This minicourse is designed as a foundational gateway into the world of Projective Algebraic Geometry. Through the study of conics—the simplest yet most profound examples of algebraic curves—students will transition from classical Euclidean intuition to the powerful methods of modern geometry.

The primary objective is to equip students with the tools to classify conics across different settings: affine, projective, and over various algebraic fields. We will explore the deep interplay between linear algebra (bilinear forms and symmetric matrices) and geometry, culminating in an introduction to the Zaraki topology and the study of families of conics (pencils).

By the end of the course, participants will understand how these classical objects serve as a cornerstone for contemporary research in higher-dimensional algebraic varieties.

Key Learning Objectives:

• Mastering homogeneous coordinates and the structure of the projective plane.

• Understanding the transition from affine equations to projective varieties.

• Analyzing the parameter space of conics and its degenerations.
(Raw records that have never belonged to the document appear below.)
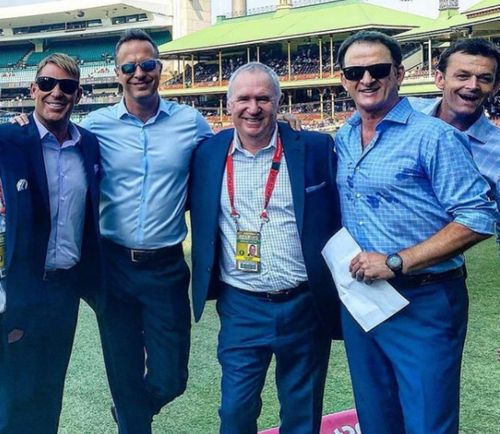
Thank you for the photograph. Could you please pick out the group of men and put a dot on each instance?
(263, 202)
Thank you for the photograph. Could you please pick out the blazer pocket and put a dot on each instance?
(316, 187)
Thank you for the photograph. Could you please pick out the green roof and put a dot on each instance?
(326, 18)
(451, 25)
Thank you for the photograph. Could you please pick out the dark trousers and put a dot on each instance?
(35, 348)
(145, 333)
(252, 331)
(406, 371)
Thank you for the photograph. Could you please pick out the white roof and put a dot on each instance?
(73, 10)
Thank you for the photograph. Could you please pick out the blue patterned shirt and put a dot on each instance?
(412, 179)
(145, 172)
(484, 141)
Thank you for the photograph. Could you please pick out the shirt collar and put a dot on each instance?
(44, 132)
(239, 147)
(476, 130)
(164, 107)
(398, 114)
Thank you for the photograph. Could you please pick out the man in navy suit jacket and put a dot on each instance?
(49, 173)
(281, 300)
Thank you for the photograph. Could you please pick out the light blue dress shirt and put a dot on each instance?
(282, 261)
(412, 179)
(145, 172)
(67, 184)
(484, 142)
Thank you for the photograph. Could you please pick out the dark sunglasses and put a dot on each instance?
(67, 85)
(146, 66)
(377, 71)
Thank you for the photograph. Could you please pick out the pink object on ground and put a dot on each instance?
(343, 422)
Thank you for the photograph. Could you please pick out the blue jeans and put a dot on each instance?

Organized by the DelTaMat project formed Jimmy Santamaria and Charlie Lozano at Universidad Mayor de San Andrés, this two-week course serves as an introduction to algebraic geometry through the study of affine algebraic curves. In the first week, we will explore the category of algebraic sets, laying the foundation for understanding their structure. The second week will focus on plane curves, examining their fundamental properties and key examples. 

The course is designed for students interested in developing a geometric intuition for algebraic varieties in a basic level.